About a year ago I replaced the stock carbon & plastic front fender with an all-carbon aftermarket one as the clear coat was beginning to lift on the OEM fender. A few months back I had to refinish the Ilmberger carbon rear hugger and the right-hand valve cover as the clear coat on both of those had started to cloud-up. After that, the decals on the rear seat cowl had to be replaced.
Next on the list were the after market Ilmberger carbon turn signal housings which had also started to shed their clear coat along the leading edge and elsewhere. I considered stripping the clear coat and re-shooting a new clear coat, but decided to go with a new set that had a carbon weave more closely matched to the front fender & valve covers. While the new ones are decidedly heavier than the Ilmberger’s, there are a lot of details that make them a better fit so overall I’m pretty happy with the change. I may still strip and refinish the Ilmbergers, or I may just put them out on Ebay “as is” and let someone else have that fun.
So, if I do decide to sell the BMW the new carbon turn signal housings will be one less thing that a picky buyer will be able to focus on as a negotiation point for a lower price. Frankly, as I told my wife after enjoying a few shots of tequila Friday night, I’m guessing I’ll probably keep the BMW as I really enjoy riding it and am not ready to give up on sport bikes all together.
Honda S2000 Seat Rebuild:
With about 80,000 miles on her little red Honda S2000, the foam in the left-hand seat bottom bolster was finally broken down by my wife’s somewhat unorthodox vehicle exit technique whereby she’d end up sliding over the bolster instead of pulling herself out and over the bolster. Since I don’t drive the car all that often, I hadn’t really noticed until I was cleaning the interior. It was also desperately in need of a new driver’s side floormat, a somewhat flimsy OEM spec mat.
I found that Majestic Honda up in Rhode Island offered the replacement foam seat foundation for about $190 and decided to go ahead and to a replacement vs. trying to rebuild the bolster… something that would likely be a short-lived solution. They also had the floormats for about $95 which was well below MSRP, so I had those thrown in with the seat bottom: Merry Christmas sweetie!!
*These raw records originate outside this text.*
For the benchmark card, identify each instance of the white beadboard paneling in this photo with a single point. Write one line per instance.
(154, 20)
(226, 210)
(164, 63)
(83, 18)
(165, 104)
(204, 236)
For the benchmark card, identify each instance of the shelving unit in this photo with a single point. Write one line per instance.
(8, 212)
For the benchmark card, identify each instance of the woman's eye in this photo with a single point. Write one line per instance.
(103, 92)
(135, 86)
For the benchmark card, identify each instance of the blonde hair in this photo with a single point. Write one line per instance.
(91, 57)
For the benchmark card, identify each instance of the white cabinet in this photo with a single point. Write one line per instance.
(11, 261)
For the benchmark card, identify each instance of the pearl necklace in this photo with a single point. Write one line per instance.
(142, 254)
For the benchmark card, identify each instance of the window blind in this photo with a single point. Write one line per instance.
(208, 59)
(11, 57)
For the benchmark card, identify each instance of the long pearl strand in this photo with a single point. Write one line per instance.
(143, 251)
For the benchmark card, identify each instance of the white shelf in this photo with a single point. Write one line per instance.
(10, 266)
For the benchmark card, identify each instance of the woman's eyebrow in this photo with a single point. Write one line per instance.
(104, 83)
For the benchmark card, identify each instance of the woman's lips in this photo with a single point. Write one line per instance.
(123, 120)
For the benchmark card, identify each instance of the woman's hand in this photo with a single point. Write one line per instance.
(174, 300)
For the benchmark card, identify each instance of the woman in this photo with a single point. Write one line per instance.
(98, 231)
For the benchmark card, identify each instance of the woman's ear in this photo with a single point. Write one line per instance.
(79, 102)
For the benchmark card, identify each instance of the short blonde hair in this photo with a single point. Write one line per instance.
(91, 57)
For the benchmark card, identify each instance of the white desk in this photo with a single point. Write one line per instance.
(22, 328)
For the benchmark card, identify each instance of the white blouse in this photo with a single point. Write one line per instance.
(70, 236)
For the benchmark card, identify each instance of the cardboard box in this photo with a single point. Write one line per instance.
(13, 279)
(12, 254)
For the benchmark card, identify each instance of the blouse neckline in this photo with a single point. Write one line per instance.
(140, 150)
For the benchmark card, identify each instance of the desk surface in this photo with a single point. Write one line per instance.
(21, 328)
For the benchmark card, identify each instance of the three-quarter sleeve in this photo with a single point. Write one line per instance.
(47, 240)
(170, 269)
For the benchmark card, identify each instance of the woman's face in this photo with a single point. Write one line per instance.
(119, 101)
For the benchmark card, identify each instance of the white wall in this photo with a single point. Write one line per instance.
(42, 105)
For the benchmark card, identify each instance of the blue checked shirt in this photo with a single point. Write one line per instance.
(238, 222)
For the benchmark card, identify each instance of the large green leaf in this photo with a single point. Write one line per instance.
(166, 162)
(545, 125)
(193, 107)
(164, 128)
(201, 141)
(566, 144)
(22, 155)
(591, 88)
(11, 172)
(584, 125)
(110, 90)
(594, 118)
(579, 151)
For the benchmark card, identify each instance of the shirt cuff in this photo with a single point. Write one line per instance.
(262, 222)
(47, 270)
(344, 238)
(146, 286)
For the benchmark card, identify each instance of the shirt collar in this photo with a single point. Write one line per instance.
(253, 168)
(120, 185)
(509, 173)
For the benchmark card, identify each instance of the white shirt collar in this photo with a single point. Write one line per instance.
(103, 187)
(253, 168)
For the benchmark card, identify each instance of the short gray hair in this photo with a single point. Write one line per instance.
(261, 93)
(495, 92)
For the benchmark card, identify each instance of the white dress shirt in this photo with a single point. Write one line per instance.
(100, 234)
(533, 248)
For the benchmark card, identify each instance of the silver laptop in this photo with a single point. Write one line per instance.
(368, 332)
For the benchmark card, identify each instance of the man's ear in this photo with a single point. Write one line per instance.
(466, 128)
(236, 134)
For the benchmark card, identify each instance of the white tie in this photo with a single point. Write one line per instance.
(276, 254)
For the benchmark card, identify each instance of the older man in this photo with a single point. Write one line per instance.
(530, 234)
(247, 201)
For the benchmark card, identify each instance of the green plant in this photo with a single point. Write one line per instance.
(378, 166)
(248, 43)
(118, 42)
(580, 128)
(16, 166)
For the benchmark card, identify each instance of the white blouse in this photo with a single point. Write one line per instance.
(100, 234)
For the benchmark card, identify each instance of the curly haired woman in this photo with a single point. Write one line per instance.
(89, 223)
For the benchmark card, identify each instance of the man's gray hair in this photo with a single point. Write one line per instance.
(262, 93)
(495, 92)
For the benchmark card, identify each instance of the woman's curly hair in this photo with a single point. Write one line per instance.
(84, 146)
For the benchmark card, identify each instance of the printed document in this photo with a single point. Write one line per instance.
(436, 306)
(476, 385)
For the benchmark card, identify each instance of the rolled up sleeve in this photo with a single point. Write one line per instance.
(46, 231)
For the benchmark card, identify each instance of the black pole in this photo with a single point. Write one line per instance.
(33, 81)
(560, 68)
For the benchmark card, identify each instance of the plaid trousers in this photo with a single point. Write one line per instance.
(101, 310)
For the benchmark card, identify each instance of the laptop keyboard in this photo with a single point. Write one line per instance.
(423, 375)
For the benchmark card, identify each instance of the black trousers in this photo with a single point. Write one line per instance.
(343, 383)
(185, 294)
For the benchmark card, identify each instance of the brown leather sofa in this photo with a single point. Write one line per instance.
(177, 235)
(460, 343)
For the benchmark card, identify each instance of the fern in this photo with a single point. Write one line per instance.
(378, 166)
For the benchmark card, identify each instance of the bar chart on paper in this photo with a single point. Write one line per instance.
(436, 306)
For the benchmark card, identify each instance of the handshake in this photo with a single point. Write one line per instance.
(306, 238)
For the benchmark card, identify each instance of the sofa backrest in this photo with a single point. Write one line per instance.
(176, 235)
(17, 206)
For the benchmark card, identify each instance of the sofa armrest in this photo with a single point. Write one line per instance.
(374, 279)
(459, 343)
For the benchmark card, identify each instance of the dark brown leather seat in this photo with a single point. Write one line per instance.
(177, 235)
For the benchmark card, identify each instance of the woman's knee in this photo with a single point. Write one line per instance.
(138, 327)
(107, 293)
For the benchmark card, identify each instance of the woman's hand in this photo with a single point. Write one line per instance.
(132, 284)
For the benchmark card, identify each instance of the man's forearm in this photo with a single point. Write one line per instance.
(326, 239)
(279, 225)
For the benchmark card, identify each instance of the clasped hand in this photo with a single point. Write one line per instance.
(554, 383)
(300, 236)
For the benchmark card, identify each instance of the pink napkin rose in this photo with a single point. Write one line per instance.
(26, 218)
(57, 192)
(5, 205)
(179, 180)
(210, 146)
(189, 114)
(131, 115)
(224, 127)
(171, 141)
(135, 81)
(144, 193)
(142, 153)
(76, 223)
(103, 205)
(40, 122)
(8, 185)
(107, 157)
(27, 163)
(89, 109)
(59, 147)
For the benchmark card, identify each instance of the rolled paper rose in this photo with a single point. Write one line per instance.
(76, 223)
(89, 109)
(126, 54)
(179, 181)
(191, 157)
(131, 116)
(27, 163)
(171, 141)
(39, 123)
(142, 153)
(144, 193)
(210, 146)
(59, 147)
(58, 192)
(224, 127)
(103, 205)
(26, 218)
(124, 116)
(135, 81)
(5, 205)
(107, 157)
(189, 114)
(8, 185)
Removing the seat from the car and taking it apart was a no-brainer that took about 20 minutes. However, removing and then reinstalling the 11 hog rings that held the leather seat cover to the seat pan, and the 12 hog rings that held the leather seat cover to the foam seat foundation proved to be the biggest challenge on this project. But, with a little patience and focus I had the seat rebuilt and back in the car in about 2 hours…. start to finish.
I also invited my wife to come out and see how the seat felt with the new foundation and then gave her a little training on how to properly enter and exit a low-slung roadster in a way that doesn’t destroy the side bolster. We’ll see how that works long term.
Anyway, it was nice to see the driver’s seat back in original form, as it was really looking pretty junky.